Broken disable_fake_quant

thyeros · December 23, 2020, 12:45am

It seems disable_fake_quant and other similar functions not working for the following case (Pytorch 1.7).

class LeNet(nn.Module):
    def __init__(self):
        super().__init__()
        self.l1 = nn.Linear(28 * 28, 10)    
        self.relu1 = nn.ReLU(inplace=True)

    def forward(self, x):             
        return self.relu1(self.l1(x.view(x.size(0), -1)))  

fq_weight = torch.quantization.FakeQuantize.with_args(\
    observer=torch.quantization.MovingAverageMinMaxObserver.with_args(),
    quant_min=0, quant_max=255, dtype=torch.quint8)   

fq_activation = torch.quantization.FakeQuantize.with_args(\
    observer=torch.quantization.MovingAverageMinMaxObserver.with_args(),
    quant_min=0, quant_max=255, dtype=torch.quint8)   


model = LeNet()
model.l1.qconfig = torch.quantization.QConfig(activation=fq_activation, weight=fq_weight)     
torch.quantization.prepare_qat(model, inplace=True)
model.l1.apply(torch.quantization.disable_fake_quant)

The above case shows it works just fine.
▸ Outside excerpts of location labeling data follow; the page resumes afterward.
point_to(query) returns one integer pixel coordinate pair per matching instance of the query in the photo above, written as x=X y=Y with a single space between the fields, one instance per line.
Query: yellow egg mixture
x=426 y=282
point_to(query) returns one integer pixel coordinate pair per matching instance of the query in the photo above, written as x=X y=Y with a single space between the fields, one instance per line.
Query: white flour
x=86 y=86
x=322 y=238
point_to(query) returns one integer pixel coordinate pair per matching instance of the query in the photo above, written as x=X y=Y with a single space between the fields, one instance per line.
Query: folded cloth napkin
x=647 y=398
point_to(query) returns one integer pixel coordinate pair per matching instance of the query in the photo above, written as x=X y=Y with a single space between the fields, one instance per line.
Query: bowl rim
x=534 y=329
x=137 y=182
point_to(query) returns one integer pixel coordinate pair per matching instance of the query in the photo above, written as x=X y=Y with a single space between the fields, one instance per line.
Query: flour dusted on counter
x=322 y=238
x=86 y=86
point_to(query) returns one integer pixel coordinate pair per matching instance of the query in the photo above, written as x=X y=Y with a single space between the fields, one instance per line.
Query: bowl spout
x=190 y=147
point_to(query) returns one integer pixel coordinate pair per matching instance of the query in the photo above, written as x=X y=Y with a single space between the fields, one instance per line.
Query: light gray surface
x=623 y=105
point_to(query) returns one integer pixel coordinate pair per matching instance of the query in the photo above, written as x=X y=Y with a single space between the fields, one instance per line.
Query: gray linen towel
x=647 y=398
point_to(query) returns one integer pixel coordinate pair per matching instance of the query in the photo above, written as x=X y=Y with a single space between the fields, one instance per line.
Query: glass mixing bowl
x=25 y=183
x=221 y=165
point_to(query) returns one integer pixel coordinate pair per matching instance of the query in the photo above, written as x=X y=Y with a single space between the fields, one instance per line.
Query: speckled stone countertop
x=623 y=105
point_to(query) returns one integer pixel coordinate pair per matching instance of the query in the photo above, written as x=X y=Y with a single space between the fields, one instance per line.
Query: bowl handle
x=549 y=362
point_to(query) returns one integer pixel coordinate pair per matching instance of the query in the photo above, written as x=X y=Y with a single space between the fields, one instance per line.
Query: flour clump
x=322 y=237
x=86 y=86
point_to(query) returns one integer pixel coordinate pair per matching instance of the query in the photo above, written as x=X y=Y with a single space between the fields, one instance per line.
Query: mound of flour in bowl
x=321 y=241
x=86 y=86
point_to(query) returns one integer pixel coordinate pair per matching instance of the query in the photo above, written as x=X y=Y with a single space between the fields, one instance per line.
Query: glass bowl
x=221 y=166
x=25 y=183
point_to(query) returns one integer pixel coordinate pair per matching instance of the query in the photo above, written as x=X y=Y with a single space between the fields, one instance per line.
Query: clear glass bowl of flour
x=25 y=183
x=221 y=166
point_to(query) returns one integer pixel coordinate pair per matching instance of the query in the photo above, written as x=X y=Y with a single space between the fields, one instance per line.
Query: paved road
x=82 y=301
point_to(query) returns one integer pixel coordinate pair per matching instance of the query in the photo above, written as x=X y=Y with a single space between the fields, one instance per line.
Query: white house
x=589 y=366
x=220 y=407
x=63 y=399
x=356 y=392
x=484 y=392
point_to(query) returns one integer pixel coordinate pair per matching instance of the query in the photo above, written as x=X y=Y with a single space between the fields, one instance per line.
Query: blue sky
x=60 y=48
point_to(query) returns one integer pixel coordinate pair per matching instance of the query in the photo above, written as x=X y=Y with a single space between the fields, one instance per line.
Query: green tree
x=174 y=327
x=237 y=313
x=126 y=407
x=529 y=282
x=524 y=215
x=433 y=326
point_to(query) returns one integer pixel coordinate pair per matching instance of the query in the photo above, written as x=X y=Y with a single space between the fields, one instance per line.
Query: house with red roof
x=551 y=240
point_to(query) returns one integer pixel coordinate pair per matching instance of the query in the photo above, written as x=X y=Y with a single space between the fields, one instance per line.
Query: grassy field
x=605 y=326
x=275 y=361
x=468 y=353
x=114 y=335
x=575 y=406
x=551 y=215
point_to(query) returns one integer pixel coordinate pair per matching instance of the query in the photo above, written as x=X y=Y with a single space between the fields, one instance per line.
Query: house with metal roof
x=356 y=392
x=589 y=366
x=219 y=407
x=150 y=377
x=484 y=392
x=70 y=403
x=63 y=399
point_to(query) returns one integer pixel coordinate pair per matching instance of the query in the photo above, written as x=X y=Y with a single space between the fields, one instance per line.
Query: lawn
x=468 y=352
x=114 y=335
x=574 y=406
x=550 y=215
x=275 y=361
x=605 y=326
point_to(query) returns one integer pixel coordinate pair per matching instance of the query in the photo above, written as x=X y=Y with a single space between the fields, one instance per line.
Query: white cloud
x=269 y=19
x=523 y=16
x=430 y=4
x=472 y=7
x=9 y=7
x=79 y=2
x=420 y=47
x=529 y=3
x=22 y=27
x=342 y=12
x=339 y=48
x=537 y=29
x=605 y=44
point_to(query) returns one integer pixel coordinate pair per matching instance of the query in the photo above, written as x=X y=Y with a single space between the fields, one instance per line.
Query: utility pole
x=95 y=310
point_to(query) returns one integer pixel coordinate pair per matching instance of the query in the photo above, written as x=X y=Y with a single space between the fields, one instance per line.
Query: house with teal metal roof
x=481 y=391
Now, I make my own FakeQuantize as follows, then it doesn’t work any more.

class MyFakeQuantize(torch.quantization.FakeQuantize):
    def __init__(self, observer, quant_min, quant_max, n_cluster=0, **observer_kwargs):
        super().__init__(observer, quant_min, quant_max, **observer_kwargs)

fq_weight = MyFakeQuantize.with_args(\
    observer=torch.quantization.MovingAverageMinMaxObserver.with_args(),
    quant_min=0, quant_max=255, dtype=torch.quint8)   

fq_activation = MyFakeQuantize.with_args(\
    observer=torch.quantization.MovingAverageMinMaxObserver.with_args(),
    quant_min=0, quant_max=255, dtype=torch.quint8)   


model2 = LeNet()
model2.l1.qconfig = torch.quantization.QConfig(activation=fq_activation, weight=fq_weight)     
torch.quantization.prepare_qat(model2, inplace=True)
model2.l1.apply(torch.quantization.disable_fake_quant)

Is this expected behavior?

Vasiliy_Kuznetsov · December 23, 2020, 11:02pm

thyeros:

class MyFakeQuantize(torch.quantization.FakeQuantize):
    def __init__(self, observer, quant_min, quant_max, n_cluster=0, **observer_kwargs):
        super().__init__(observer, quant_min, quant_max, **observer_kwargs)

fq_weight = MyFakeQuantize.with_args(\
    observer=torch.quantization.MovingAverageMinMaxObserver.with_args(),
    quant_min=0, quant_max=255, dtype=torch.quint8)   

fq_activation = MyFakeQuantize.with_args(\
    observer=torch.quantization.MovingAverageMinMaxObserver.with_args(),
    quant_min=0, quant_max=255, dtype=torch.quint8)   


model2 = LeNet()
model2.l1.qconfig = torch.quantization.QConfig(activation=fq_activation, weight=fq_weight)     
torch.quantization.prepare_qat(model2, inplace=True)
model2.l1.apply(torch.quantization.disable_fake_quant)

hi @thyeros, I cannot reproduce this on master. Could you check if you reproduce this on v1.7 or master? Which version did you originally see the issue on?

thyeros · December 23, 2020, 11:21pm

thyeros:

class MyFakeQuantize(torch.quantization.FakeQuantize):
    def __init__(self, observer, quant_min, quant_max, n_cluster=0, **observer_kwargs):
        super().__init__(observer, quant_min, quant_max, **observer_kwargs)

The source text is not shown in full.